Um bem utilizado pela empresa pode pertencer ao sócio, a terceiro ou a ambos. A perícia contábil deve identificar o direito efetivamente mantido pela sociedade antes de incluí-lo nos haveres. Uso operacional, pagamento de manutenção e registro de despesa não comprovam, isoladamente, propriedade integral.

O caminho inverso também é importante: uso pessoal de bem da sociedade não o transforma automaticamente em patrimônio particular. A classificação depende dos documentos, das transações e do critério reconhecido.

Propriedade, uso e financiamento

O perito contábil deve reunir documentos de aquisição, registros, contratos de locação ou cessão, integralizações, financiamentos e comprovantes de pagamento. A origem do recurso ajuda a reconstruir o negócio, mas deve ser relacionada ao título e às obrigações assumidas.

O Código Civil, art. 49-A, distingue a pessoa jurídica de seus sócios e administradores. Nos haveres, o CPC, arts. 604 e 606, integra o exame do critério patrimonial. O compartilhamento não autoriza, por si, misturar os patrimônios na planilha.

Exemplo de fração pertencente à sociedade

Na hipótese fictícia, um equipamento vale R$ 200.000,00 no critério admitido. A documentação demonstra que 60% pertencem à sociedade e 40% a um sócio. A memória recebida incluiu o valor integral como ativo social, embora devesse considerar apenas a fração de propriedade assumida no exemplo.

EtapaCálculoValor
Valor do equipamento inteiroAvaliação hipotéticaR$ 200.000,00
Fração patrimonial da sociedade200.000 × 60%R$ 120.000,00
Parcela particular não incluída no ativo social200.000 × 40%R$ 80.000,00
Redução da base social indevidamente integral200.000 − 120.000R$ 80.000,00

Para participação de 25% do sócio retirante, o efeito isolado dessa correção é R$ 20.000,00. Esse valor não é o total dos haveres: os demais ativos, passivos e acertos precisam ser examinados. A fração particular também não desaparece; apenas não integra o patrimônio social dessa hipótese.

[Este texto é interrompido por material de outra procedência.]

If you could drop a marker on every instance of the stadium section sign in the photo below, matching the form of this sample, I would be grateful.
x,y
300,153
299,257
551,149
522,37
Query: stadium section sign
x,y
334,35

Direitos de uso e despesas compartilhadas

Um contrato de uso pode criar direitos e obrigações próprios, cuja mensuração deve seguir o critério aplicável. Não se substitui automaticamente o aluguel pelo valor integral do bem. Despesas de manutenção e benfeitorias exigem identificação de quem suportou o gasto e qual direito dele resulta.

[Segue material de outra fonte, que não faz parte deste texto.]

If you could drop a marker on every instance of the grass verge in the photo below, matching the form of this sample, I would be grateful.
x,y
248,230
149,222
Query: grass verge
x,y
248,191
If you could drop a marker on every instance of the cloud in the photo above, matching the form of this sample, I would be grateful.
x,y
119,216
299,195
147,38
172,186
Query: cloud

Quando o financiamento está em nome de uma parte e o bem em outra, a conciliação precisa explicar os vínculos. Não se adiciona o ativo integral à sociedade e se deixa toda a dívida fora dela sem verificar a composição econômica e jurídica.

Conclusão técnica

O assistente técnico contábil deve separar constatações de titularidade, fluxos financeiros e questões jurídicas pendentes. A Costa Nova Associados estrutura os cálculos judiciais por bem e direito identificado. Na hipótese, o ativo social é R$ 120.000,00, sem converter compartilhamento em conclusão automática de confusão patrimonial.

Exemplo hipotético. Titularidade, frações e direitos de uso dependem de documentação e do título aplicável.